Some 14,000 Israeli households remained without power in the wake of what is being called Israel’s worst snowstorm in decades.
Six thousand of the households still cut off from electricity on Sunday after up to 72 hours are in Jerusalem, the Israel Electric Corporation reported.
At the height of the bad weather, some 60,000 households did not have electric power, many due to downed power lines from trees that fell in the storm.
Israel on Sunday began transferring fuel to Gaza to run the strip’s sole power plant, and has committed to sending more fuel in on Monday and Tuesday. The fuel transfers come after Israel on Friday allowed into Gaza gas for home heating. The Israel Defense Forces assisted in clearing roads in the Palestinian Authority areas of the West Bank.

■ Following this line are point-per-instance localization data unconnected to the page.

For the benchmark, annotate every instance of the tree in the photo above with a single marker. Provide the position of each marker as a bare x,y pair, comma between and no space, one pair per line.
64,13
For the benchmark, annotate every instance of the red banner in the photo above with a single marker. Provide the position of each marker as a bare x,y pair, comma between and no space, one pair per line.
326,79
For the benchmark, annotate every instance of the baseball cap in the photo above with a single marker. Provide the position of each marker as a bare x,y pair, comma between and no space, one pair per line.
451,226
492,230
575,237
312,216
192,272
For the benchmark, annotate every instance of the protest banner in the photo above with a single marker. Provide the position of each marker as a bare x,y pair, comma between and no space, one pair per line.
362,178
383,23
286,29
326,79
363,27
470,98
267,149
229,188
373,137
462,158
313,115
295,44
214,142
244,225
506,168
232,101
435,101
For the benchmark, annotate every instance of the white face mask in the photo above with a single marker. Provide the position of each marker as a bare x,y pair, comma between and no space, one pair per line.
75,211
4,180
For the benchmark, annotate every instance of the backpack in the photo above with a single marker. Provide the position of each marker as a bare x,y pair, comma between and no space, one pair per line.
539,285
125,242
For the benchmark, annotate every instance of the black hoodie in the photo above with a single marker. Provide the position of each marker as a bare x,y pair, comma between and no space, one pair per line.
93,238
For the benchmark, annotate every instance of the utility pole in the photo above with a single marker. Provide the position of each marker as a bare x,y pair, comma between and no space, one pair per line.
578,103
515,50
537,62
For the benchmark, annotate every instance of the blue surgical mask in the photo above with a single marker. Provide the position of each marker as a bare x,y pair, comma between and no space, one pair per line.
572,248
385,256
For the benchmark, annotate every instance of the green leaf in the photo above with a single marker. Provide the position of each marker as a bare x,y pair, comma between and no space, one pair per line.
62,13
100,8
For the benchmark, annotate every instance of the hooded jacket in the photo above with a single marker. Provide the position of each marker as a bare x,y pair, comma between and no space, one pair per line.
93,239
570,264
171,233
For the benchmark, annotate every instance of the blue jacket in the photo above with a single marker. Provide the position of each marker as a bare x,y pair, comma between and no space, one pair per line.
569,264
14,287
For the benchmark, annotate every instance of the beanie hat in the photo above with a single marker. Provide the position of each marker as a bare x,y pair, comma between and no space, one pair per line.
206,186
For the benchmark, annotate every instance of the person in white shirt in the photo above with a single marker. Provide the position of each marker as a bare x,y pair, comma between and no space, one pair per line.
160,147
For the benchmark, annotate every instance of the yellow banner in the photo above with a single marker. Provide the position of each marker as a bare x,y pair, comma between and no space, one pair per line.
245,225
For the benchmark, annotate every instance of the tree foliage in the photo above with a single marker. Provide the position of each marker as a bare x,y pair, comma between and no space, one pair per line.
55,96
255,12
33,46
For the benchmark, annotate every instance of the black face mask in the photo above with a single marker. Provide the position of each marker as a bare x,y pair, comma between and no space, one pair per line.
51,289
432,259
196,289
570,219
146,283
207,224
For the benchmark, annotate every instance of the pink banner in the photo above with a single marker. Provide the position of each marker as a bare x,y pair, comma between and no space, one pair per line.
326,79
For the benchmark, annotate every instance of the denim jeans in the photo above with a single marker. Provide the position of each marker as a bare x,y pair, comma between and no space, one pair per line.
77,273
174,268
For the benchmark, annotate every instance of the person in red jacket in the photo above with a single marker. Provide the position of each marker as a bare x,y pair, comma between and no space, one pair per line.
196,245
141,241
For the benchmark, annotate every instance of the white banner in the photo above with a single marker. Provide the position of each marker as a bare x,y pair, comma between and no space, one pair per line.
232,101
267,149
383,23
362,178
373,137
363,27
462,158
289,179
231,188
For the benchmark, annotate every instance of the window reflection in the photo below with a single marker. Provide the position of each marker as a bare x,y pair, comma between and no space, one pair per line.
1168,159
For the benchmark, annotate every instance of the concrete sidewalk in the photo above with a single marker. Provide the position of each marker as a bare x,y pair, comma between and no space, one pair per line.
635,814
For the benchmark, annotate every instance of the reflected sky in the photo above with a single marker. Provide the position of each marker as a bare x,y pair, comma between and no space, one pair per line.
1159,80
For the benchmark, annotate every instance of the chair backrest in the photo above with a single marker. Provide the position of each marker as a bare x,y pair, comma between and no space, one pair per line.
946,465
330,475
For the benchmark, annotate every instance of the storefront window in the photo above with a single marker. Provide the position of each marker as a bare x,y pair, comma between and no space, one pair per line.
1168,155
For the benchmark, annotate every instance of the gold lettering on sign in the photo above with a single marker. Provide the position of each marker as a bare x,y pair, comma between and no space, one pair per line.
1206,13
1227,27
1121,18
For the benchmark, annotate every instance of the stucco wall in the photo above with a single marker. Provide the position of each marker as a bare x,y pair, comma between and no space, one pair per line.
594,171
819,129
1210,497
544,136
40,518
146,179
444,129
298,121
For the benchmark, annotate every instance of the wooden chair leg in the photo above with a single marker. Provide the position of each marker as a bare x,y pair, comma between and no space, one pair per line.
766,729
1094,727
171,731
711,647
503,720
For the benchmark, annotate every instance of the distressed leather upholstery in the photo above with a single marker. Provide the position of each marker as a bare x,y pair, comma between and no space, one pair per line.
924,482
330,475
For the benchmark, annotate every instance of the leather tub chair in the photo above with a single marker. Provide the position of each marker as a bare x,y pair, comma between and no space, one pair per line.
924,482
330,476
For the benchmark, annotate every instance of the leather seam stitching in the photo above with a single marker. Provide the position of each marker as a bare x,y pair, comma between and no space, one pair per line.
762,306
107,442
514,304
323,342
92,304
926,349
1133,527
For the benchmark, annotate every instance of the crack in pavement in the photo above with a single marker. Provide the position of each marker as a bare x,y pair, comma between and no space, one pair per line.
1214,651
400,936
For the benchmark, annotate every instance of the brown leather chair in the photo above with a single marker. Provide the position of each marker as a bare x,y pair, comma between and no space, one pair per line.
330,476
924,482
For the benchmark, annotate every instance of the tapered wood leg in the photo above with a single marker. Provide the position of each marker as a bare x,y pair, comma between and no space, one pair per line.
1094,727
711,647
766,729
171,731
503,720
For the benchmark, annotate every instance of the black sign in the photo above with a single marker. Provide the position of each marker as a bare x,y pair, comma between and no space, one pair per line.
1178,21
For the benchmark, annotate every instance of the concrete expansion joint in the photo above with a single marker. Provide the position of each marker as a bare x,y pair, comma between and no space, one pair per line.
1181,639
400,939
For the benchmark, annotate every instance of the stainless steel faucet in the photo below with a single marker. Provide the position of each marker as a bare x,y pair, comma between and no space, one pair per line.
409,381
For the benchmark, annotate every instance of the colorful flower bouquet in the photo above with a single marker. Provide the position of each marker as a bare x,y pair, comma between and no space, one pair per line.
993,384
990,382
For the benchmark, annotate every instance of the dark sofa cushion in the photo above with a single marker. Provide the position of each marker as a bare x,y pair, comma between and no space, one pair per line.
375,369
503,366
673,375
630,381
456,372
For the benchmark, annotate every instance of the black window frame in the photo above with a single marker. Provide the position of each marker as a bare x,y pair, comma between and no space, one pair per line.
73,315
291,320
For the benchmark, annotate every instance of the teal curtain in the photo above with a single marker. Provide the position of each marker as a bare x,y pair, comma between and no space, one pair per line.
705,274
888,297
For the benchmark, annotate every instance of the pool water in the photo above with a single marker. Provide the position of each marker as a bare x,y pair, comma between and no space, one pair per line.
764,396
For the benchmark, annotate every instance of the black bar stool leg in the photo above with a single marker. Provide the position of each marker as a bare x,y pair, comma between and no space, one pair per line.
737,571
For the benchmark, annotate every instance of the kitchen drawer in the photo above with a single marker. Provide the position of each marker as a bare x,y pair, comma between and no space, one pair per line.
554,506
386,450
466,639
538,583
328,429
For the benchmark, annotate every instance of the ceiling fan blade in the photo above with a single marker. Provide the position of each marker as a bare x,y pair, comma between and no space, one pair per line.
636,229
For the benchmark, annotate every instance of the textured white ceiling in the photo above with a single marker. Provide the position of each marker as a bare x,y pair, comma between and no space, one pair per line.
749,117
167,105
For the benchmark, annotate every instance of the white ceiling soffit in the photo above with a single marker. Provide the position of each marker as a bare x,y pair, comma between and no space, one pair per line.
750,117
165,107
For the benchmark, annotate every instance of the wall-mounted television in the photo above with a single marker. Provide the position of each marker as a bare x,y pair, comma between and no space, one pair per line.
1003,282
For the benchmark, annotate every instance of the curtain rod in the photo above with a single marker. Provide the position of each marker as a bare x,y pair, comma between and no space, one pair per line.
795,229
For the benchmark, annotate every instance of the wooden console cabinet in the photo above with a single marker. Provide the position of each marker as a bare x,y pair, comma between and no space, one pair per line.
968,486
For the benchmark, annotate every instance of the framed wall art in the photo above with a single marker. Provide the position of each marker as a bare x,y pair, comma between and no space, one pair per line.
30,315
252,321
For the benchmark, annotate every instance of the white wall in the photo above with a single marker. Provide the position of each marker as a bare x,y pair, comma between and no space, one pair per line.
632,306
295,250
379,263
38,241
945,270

Schools in Jerusalem and its environs remained closed on Sunday, as did schools in Safed, the Golan Heights and areas of the Galilee.
The major Jerusalem-Tel Aviv highway on Sunday morning was open in both directions for public transportation, but was open to private vehicles only for leaving the city. The road was opened and closed several times Sunday morning due to dangerous ice patches. Roads leading to the Etzion bloc south of Jerusalem, which was hard-hit by snow, remained closed on Sunday.
Trains left from Jerusalem for Haifa and Tel Aviv on Saturday, after the ban on public transportation on the Sabbath was lifted for the emergency.
At least four people died as a result of the storm, according to reports.
We were as prepared as a country should be for an event like this,” Israeli Prime Minister Benjamin Netanyahu said during a Saturday evening news conference, amid calls for an investigation into responses to the emergency.
It is estimated that repairing damage from the storm will cost the state over $34 million, according to reports. Temperatures throughout Israel on Sunday remained colder than expected for this time of year under sunny skies.